Should I add a static test case for the failed inputs? like this:
#[test]
fn drop_and_re_add_one_node_left() {
let cfg = TestConfig {
dimension: NetworkDimension::new(4, 0),
total_txs: 20,
batch_size: 10,
contribution_size: 1,
seed: [151, 234, 50, 31, 109, 65, 28, 122, 82, 93, 226, 143, 185, 27, 195, 133]
};
do_drop_and_re_add(cfg)
}
No, just add the seed to net_dynamic_hb.proptest-regressions
.
I've got it. Awesome! Thanks! But local test (with the seed from CI) produces a different error.
Have a look at crank error variants if your local failure is 'crank: network queue empty'
. Check that the removed nodes finished sending all their messages before removal.
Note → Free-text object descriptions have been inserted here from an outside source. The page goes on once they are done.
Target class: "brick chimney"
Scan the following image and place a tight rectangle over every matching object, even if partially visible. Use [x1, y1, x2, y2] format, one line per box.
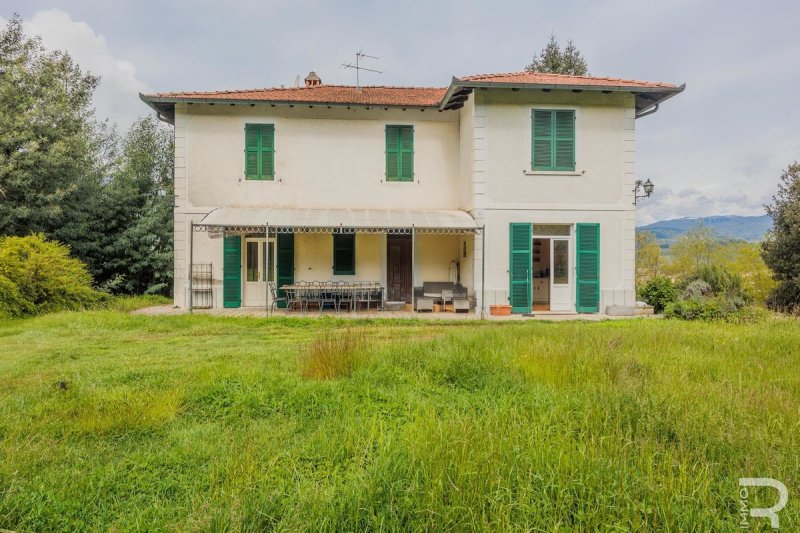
[304, 71, 321, 87]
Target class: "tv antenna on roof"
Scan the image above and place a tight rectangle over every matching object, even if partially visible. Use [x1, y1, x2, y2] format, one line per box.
[342, 50, 382, 89]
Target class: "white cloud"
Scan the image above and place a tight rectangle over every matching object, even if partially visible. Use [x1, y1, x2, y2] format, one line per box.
[3, 9, 150, 130]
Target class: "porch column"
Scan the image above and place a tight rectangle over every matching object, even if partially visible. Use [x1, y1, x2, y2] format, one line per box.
[481, 225, 486, 319]
[188, 222, 194, 311]
[265, 222, 269, 314]
[411, 226, 416, 314]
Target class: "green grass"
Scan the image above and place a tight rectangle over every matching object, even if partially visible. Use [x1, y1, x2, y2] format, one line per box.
[0, 311, 797, 531]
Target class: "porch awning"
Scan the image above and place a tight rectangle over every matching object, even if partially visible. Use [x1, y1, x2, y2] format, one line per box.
[194, 207, 480, 234]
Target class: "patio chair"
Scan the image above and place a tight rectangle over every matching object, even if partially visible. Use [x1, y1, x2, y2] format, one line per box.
[336, 281, 354, 312]
[304, 282, 322, 313]
[318, 281, 337, 314]
[354, 282, 372, 312]
[267, 281, 287, 316]
[285, 287, 304, 313]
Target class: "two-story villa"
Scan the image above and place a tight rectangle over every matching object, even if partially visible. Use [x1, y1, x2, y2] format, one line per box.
[141, 70, 683, 315]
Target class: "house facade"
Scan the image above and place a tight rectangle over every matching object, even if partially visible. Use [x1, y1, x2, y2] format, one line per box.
[141, 71, 683, 315]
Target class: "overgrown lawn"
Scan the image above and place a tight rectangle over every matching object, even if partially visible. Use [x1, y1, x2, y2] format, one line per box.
[0, 311, 797, 530]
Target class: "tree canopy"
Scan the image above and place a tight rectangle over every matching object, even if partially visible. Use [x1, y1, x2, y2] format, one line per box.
[761, 162, 800, 311]
[0, 15, 174, 296]
[525, 34, 589, 76]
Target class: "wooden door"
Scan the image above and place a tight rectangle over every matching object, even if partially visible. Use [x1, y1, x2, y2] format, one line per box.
[387, 235, 412, 302]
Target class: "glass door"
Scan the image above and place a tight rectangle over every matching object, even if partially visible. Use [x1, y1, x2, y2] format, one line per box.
[549, 238, 572, 311]
[243, 239, 275, 307]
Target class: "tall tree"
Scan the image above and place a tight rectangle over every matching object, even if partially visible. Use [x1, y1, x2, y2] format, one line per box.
[0, 14, 102, 235]
[526, 34, 589, 75]
[761, 162, 800, 311]
[101, 116, 174, 295]
[666, 223, 718, 276]
[635, 231, 663, 286]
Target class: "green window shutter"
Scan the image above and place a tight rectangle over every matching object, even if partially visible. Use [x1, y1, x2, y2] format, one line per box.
[509, 223, 532, 313]
[244, 125, 259, 179]
[554, 110, 575, 171]
[223, 235, 242, 308]
[260, 124, 275, 180]
[276, 233, 294, 308]
[333, 233, 356, 275]
[576, 223, 600, 313]
[386, 125, 400, 180]
[532, 110, 553, 171]
[399, 126, 414, 181]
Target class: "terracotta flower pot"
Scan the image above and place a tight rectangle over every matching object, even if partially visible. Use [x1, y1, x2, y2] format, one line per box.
[490, 304, 512, 316]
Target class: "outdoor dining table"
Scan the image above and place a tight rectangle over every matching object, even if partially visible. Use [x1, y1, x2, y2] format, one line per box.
[280, 282, 384, 311]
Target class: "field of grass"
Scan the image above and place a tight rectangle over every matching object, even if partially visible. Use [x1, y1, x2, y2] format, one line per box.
[0, 308, 798, 531]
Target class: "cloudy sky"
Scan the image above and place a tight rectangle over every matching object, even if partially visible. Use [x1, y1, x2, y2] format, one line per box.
[3, 1, 799, 223]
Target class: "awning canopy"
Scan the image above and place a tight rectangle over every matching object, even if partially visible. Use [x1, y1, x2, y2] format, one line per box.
[194, 207, 480, 234]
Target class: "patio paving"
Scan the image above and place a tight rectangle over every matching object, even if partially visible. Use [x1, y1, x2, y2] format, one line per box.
[131, 305, 657, 321]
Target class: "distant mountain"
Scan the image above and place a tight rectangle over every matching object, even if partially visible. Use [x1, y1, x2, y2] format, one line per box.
[637, 215, 772, 248]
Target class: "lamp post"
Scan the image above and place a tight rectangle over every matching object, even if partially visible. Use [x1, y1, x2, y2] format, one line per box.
[633, 179, 655, 205]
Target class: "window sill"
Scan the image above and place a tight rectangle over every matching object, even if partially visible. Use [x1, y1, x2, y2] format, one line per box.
[523, 170, 585, 177]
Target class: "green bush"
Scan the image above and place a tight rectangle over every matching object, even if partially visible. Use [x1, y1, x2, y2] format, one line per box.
[637, 276, 677, 313]
[679, 264, 751, 305]
[766, 279, 800, 315]
[0, 234, 105, 317]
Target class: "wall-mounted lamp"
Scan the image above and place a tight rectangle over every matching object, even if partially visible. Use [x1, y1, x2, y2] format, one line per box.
[633, 179, 655, 205]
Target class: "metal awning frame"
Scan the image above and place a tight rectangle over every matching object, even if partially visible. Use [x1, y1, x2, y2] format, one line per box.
[193, 224, 482, 235]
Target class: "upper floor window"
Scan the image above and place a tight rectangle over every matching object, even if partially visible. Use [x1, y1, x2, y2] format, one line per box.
[385, 125, 414, 181]
[532, 110, 575, 172]
[245, 123, 274, 180]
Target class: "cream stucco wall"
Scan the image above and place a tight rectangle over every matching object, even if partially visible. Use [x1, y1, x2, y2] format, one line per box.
[183, 105, 460, 211]
[172, 88, 639, 312]
[460, 90, 637, 311]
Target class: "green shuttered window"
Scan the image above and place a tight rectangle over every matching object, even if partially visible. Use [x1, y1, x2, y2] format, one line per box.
[386, 125, 414, 181]
[245, 124, 275, 180]
[333, 233, 356, 275]
[509, 223, 532, 313]
[532, 109, 575, 171]
[223, 235, 242, 308]
[576, 223, 600, 313]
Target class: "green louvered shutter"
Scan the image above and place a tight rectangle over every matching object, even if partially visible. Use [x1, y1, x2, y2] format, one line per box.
[399, 125, 414, 181]
[532, 110, 553, 171]
[260, 124, 275, 179]
[554, 110, 575, 171]
[576, 223, 600, 313]
[386, 125, 400, 180]
[223, 235, 242, 308]
[244, 125, 259, 179]
[275, 233, 294, 308]
[509, 223, 532, 313]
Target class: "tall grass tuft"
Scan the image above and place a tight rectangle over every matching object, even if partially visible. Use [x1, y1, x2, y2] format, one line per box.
[298, 328, 369, 380]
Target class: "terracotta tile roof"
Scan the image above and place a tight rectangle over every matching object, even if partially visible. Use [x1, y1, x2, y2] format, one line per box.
[146, 85, 448, 107]
[457, 71, 678, 89]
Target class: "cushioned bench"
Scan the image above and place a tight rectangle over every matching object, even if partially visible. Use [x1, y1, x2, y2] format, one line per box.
[414, 282, 469, 311]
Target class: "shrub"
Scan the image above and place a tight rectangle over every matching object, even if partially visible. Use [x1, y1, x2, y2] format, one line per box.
[766, 279, 800, 315]
[0, 234, 104, 317]
[664, 298, 723, 321]
[637, 276, 677, 313]
[679, 264, 751, 305]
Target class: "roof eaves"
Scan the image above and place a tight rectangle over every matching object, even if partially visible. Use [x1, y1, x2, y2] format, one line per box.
[140, 93, 443, 109]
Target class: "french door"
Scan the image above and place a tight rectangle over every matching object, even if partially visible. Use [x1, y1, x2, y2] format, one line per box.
[243, 238, 275, 307]
[549, 238, 573, 311]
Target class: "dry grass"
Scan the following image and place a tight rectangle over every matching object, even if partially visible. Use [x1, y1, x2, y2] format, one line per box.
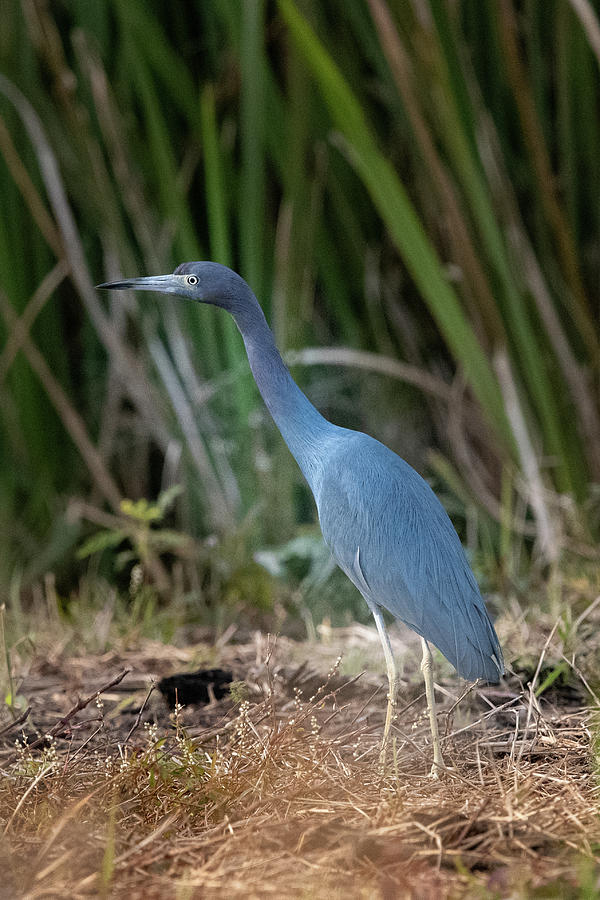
[1, 620, 599, 899]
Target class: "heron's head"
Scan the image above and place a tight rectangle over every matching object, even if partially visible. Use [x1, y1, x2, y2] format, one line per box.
[97, 261, 252, 312]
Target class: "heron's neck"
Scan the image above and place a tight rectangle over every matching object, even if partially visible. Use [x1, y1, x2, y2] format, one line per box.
[231, 298, 333, 490]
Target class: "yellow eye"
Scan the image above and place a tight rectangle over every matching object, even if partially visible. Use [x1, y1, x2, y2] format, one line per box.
[186, 275, 198, 286]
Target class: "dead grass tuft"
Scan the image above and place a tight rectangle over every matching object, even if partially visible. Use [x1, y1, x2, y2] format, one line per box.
[1, 625, 599, 898]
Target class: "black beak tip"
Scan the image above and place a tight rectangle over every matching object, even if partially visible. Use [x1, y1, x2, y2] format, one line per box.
[96, 281, 128, 290]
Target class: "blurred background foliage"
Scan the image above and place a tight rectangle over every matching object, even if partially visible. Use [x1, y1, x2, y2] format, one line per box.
[1, 0, 599, 626]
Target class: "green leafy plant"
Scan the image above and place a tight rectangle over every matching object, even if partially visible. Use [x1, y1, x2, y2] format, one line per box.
[78, 486, 189, 584]
[1, 0, 599, 588]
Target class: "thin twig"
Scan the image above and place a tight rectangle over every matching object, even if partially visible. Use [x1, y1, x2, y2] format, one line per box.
[0, 706, 31, 737]
[5, 669, 131, 761]
[123, 681, 157, 746]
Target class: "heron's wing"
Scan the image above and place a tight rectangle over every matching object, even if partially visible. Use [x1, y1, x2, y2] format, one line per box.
[317, 433, 503, 682]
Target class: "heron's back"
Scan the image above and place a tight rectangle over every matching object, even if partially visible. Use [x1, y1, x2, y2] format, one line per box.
[315, 430, 503, 682]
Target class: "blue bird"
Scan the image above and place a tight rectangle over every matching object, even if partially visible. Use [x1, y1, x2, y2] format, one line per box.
[98, 262, 504, 771]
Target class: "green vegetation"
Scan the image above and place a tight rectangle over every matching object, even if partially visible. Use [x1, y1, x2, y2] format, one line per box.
[1, 1, 599, 602]
[0, 0, 597, 590]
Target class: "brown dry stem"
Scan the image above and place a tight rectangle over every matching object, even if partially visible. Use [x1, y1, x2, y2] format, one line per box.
[0, 633, 598, 898]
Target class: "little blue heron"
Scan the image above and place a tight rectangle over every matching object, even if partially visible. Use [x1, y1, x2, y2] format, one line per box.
[98, 262, 504, 771]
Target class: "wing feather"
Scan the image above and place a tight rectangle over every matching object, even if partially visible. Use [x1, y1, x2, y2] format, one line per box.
[317, 432, 503, 682]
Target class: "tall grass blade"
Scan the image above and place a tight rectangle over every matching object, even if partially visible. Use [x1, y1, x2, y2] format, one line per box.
[278, 0, 513, 451]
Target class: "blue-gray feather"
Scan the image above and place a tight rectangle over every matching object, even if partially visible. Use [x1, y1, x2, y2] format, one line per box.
[315, 432, 502, 681]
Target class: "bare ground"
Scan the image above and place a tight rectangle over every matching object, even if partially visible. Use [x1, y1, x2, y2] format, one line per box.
[1, 623, 599, 898]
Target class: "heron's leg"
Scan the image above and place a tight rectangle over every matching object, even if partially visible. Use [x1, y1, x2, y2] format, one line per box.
[366, 600, 398, 762]
[420, 637, 444, 775]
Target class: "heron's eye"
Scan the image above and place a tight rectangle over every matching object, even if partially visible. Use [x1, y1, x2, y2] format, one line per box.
[186, 275, 199, 286]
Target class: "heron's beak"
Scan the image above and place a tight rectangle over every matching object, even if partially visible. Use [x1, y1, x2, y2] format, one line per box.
[96, 274, 183, 294]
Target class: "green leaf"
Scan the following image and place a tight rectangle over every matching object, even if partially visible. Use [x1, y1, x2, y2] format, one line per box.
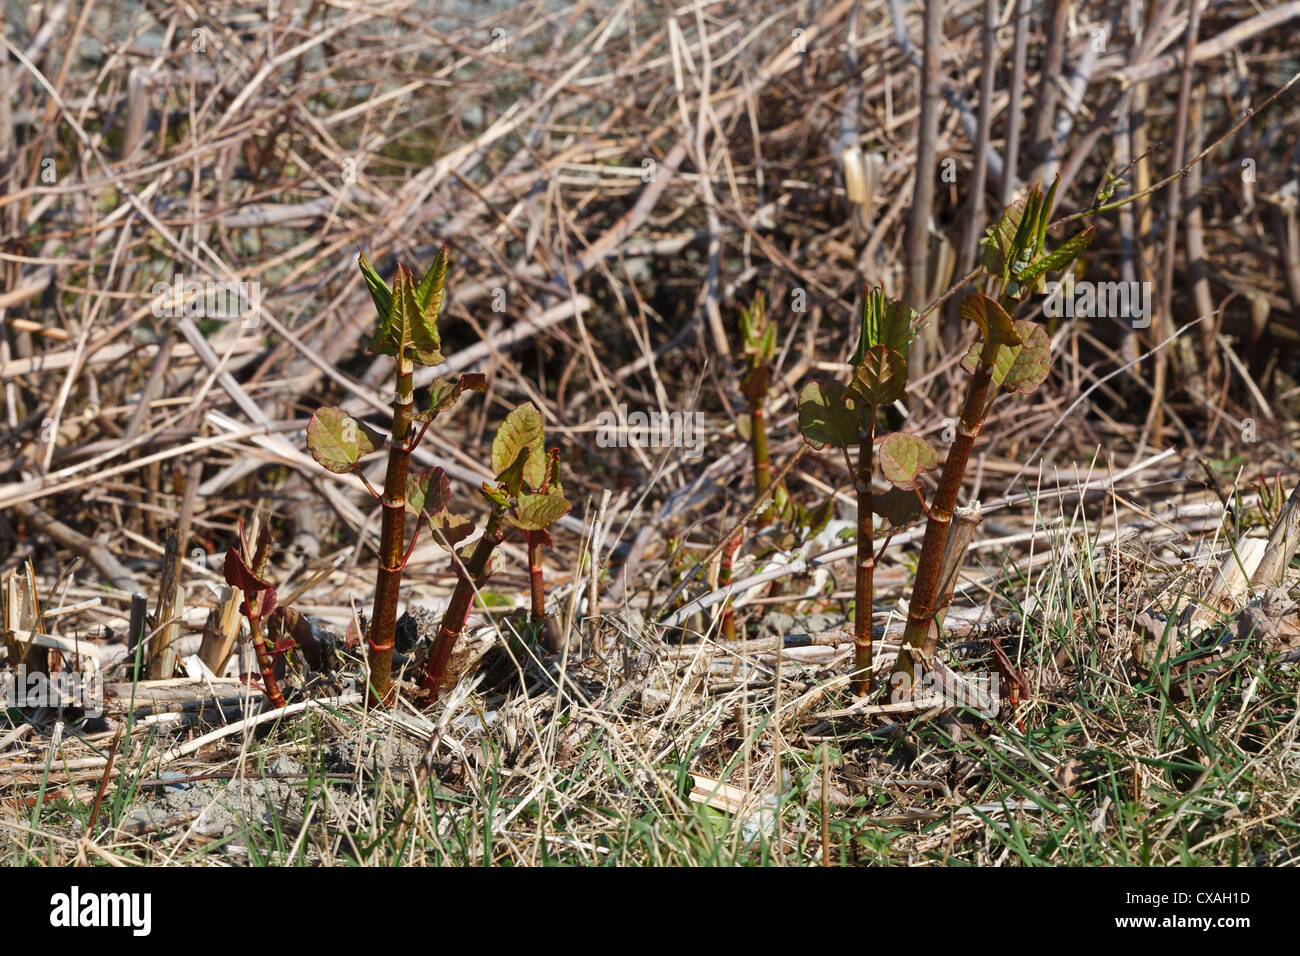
[481, 481, 513, 509]
[491, 403, 546, 490]
[412, 372, 487, 422]
[1014, 226, 1096, 289]
[306, 406, 384, 474]
[509, 492, 572, 531]
[798, 380, 862, 450]
[740, 292, 773, 357]
[367, 262, 444, 366]
[878, 432, 939, 490]
[982, 199, 1029, 280]
[416, 245, 450, 321]
[1000, 321, 1052, 394]
[959, 294, 1022, 380]
[850, 345, 906, 407]
[357, 249, 392, 322]
[493, 446, 530, 498]
[407, 467, 450, 517]
[854, 285, 913, 365]
[804, 496, 835, 537]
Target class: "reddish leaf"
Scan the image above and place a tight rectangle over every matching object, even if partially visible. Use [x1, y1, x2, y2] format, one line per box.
[879, 432, 940, 490]
[306, 406, 384, 474]
[1000, 321, 1052, 394]
[851, 345, 906, 407]
[491, 403, 546, 490]
[414, 372, 487, 422]
[508, 492, 572, 531]
[223, 546, 270, 592]
[407, 467, 451, 517]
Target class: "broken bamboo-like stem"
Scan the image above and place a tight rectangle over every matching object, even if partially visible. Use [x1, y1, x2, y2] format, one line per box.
[148, 528, 182, 680]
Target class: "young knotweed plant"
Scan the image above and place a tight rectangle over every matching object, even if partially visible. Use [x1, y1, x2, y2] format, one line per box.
[223, 518, 286, 709]
[738, 291, 778, 512]
[306, 247, 485, 706]
[720, 293, 778, 640]
[520, 446, 569, 646]
[888, 178, 1095, 700]
[799, 285, 938, 695]
[720, 293, 836, 640]
[419, 402, 571, 698]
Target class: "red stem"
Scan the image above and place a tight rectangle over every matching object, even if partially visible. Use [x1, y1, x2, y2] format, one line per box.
[852, 415, 875, 695]
[245, 528, 284, 707]
[750, 401, 772, 525]
[525, 529, 546, 623]
[719, 529, 743, 641]
[247, 596, 285, 709]
[420, 508, 505, 699]
[366, 361, 415, 706]
[889, 364, 994, 697]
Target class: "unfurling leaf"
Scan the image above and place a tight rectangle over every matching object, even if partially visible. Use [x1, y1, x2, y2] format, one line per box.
[541, 447, 563, 495]
[306, 406, 384, 473]
[1000, 321, 1052, 394]
[223, 546, 271, 592]
[982, 197, 1029, 280]
[509, 492, 572, 531]
[415, 246, 450, 322]
[407, 467, 451, 517]
[798, 380, 862, 450]
[854, 285, 913, 365]
[959, 294, 1022, 381]
[1014, 227, 1095, 290]
[357, 249, 393, 322]
[367, 261, 444, 365]
[267, 604, 328, 670]
[879, 432, 939, 490]
[493, 447, 530, 499]
[491, 402, 546, 490]
[240, 584, 278, 621]
[413, 372, 487, 421]
[740, 292, 776, 362]
[851, 345, 906, 407]
[740, 366, 770, 403]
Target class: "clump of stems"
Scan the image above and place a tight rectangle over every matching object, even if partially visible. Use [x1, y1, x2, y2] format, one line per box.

Does the second error always happen whenever we're left with only a single node? That one may be related to the test (or the test net framework) and not the production code: Of course there are no messages in the queue if there's only one node. A single node will always immediately deliver a batch whenever we provide input. If it's difficult to make the test handle that case, I'd be happy with making that a TODO for a separate PR, and restricting the test to at least two nodes for now.
The first error is strange, though. We are a bit aggressive with our fault reports and sending the same BVal
twice wouldn't break anything in production; but it still shouldn't happen in theory… :thinking:
"restricting the test to at least two nodes for now." - Yes! It fixed all the tests. Thanks! I've run a test about ten times for all known seeds. "I'd be happy with making that a TODO" - I'll make an issue for that. ok?
Great, thanks! @vkomenda: Feel free to merge once you're happy with it.
@afck, are you OK with versioning tests/net_dynamic_hb.proptest-regressions
? It's reasonable but wasn't done before.
Ah, right, that file should be removed, since with a single node it always fails anyway. Good catch!
related issue #374
do_drop_and_re_add
chooses at random at least 1 node for removing from the network and then re-adding removed nodes back. Cluster always remain correct. In other words before and after removing validators network correctness condition (N=3f+1) is always satisfied.Removed nodes can be as faulty nodes as well as correct ones. You can see in the log of the test how much is actually nodes will be removed.